Is perjury a felony?

What kind of a crime is perjury, and what are the potential penalties?

President Trump's attorney Rudy Giuliani has said repeatedly that an interview between Trump and special counsel Robert Mueller would be a "perjury trap." Others have noted that an easy way to avoid perjury is to tell the truth.

 

Anyone who grew up with "The People's Court" knows that perjury is telling a lie under oath. You can perjure yourself in court, in signed documents, during an FBI interview or in a Congressional hearing. So what if President Trump did perjure himself — what would happen? What kind of a crime is perjury, and what are the potential penalties?

 

Is perjury a felony?

Yes. Under federal law, perjury is considered a felony and can result in fines and a prison term of up to five years. Individual jurisdictions have latitude to define and punish perjury as they see fit. (One extreme example: An archaic California law says that perjury leading to someone's execution can itself be punished with the death penalty.)

 

"Perjury is considered a crime against justice, since lying under oath compromises the authority of courts, grand juries, governing bodies, and public officials," says FindLaw.com, adding that it "is a strange crime, as it's rarely charged and even harder to prove."

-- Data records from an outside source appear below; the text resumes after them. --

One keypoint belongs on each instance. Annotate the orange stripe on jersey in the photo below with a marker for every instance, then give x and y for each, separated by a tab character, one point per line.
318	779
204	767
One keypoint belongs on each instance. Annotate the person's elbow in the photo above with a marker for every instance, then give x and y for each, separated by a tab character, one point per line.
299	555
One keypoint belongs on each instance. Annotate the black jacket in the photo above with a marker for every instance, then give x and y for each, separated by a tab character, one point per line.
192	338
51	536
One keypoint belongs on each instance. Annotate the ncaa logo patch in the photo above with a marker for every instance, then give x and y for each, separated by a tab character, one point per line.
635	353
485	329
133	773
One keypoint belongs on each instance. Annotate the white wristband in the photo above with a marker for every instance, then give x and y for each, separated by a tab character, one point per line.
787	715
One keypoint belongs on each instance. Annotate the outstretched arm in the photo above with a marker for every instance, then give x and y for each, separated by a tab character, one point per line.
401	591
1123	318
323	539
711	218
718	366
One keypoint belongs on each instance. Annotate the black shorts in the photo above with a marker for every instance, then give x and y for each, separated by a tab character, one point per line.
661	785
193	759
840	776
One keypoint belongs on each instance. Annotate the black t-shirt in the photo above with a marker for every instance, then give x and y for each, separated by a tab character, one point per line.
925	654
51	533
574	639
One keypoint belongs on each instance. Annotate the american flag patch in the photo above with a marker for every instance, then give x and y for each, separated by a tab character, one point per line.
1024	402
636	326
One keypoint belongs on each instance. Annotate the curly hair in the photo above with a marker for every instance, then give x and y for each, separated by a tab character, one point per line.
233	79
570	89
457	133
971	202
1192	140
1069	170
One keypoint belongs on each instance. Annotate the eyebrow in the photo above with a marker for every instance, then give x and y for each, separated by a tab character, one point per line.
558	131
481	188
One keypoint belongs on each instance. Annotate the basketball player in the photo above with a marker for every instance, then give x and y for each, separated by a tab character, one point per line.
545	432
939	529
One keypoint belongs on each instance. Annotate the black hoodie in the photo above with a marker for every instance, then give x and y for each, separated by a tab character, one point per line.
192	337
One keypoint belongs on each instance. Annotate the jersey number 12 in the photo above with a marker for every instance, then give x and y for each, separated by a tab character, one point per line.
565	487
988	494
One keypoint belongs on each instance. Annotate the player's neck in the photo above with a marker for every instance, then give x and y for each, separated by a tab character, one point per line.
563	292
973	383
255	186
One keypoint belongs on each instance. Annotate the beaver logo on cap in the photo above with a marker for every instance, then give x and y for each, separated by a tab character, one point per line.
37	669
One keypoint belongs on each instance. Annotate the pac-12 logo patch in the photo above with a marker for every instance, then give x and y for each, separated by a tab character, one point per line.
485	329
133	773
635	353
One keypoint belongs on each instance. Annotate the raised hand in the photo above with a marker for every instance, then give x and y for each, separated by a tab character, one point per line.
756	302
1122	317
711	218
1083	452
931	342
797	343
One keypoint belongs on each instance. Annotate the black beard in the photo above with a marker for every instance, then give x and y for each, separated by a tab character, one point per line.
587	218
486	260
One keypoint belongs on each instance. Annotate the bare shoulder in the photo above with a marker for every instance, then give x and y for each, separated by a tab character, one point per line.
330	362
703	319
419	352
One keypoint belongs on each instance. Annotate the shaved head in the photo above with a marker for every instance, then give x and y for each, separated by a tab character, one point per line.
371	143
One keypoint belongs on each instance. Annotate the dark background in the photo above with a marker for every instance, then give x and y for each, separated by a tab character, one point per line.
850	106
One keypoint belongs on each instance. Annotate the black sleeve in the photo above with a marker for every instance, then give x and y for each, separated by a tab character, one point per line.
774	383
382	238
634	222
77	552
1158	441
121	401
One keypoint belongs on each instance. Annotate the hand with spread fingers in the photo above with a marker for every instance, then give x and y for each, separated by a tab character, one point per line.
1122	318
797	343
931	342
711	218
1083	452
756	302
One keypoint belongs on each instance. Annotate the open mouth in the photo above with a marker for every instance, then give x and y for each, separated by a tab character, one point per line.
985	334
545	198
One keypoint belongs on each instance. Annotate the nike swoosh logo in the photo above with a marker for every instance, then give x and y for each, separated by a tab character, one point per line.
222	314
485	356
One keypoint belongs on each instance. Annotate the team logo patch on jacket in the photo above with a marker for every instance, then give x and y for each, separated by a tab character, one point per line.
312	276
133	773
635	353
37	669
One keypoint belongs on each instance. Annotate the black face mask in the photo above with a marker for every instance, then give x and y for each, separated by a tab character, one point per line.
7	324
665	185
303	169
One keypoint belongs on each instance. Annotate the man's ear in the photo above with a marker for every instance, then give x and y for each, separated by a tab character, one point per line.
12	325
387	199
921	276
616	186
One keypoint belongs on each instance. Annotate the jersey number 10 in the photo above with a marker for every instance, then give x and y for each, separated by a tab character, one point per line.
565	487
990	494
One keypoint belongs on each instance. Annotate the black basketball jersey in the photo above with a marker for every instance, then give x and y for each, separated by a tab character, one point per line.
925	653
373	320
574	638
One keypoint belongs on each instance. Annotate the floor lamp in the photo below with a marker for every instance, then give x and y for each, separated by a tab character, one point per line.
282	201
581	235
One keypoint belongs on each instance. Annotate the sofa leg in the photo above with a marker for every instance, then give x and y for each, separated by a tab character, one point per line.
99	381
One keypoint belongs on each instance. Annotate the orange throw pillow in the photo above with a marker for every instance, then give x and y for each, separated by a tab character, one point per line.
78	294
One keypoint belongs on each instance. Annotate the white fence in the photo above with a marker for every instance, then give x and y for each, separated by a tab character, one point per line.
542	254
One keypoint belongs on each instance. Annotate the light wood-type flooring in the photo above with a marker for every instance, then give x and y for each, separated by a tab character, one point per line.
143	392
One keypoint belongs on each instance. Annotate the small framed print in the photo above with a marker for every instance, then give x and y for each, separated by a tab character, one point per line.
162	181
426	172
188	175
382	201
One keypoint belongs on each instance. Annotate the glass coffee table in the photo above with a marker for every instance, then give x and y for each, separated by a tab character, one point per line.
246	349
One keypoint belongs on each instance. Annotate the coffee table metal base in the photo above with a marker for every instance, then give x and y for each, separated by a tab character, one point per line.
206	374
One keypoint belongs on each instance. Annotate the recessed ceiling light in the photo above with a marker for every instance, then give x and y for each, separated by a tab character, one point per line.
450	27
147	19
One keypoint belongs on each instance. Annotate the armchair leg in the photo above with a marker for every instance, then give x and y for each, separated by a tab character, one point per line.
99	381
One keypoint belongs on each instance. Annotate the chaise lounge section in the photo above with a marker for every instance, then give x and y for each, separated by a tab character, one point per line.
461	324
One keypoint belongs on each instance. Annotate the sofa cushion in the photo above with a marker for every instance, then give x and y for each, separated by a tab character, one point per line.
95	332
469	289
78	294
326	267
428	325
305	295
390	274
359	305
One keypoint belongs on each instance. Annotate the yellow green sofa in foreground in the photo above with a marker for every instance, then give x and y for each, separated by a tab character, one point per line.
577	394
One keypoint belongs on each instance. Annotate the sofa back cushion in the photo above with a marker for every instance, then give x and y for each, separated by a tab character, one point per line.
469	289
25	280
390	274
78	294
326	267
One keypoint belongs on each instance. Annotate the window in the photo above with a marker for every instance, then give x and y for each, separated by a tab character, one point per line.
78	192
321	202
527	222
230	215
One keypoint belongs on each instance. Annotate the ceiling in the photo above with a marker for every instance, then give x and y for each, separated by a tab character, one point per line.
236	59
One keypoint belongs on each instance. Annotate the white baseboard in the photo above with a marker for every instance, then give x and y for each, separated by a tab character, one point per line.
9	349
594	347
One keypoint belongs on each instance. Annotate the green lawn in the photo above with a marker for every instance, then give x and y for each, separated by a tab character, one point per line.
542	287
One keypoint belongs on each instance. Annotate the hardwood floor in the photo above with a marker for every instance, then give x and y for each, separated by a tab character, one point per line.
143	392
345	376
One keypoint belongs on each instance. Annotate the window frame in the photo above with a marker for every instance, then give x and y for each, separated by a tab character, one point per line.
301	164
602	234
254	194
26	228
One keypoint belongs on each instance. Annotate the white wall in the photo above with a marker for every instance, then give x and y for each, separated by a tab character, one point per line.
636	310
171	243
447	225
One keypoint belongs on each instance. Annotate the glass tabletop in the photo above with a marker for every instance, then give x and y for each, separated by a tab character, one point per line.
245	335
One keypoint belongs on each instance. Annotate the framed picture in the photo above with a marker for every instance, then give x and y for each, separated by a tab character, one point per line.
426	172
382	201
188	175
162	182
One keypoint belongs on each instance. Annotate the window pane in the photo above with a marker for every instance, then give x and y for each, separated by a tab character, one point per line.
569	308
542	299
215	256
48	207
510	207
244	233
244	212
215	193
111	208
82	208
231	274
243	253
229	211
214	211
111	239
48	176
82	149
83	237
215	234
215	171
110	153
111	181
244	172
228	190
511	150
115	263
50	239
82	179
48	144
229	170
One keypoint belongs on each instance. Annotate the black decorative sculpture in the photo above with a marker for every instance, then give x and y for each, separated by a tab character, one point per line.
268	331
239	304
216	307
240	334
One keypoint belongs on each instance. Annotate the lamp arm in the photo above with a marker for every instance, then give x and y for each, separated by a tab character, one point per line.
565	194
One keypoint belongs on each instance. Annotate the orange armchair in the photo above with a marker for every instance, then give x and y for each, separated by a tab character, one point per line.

That's because witnesses and defendants give incorrect testimony all the time due to faulty memory; to prove perjury, prosecutors must prove an intent to deceive.

Does the 'perjury trap' really exist?

Yes, says Jonathan Chait of New York magazine. "A perjury trap is a real thing. The term describes when prosecutors lure a witness into giving false testimony, usually for reasons other than covering up a crime, knowing they can prove the claim was false, and then nail them for perjury," he writes, citing President Clinton being questioned about his affair with Monica Lewinsky.

But that was then, and this is now, he adds: "Asking Trump about his attempt to manipulate his FBI director is not a perjury trap. The question is not extraneous to a crime, it is a crime."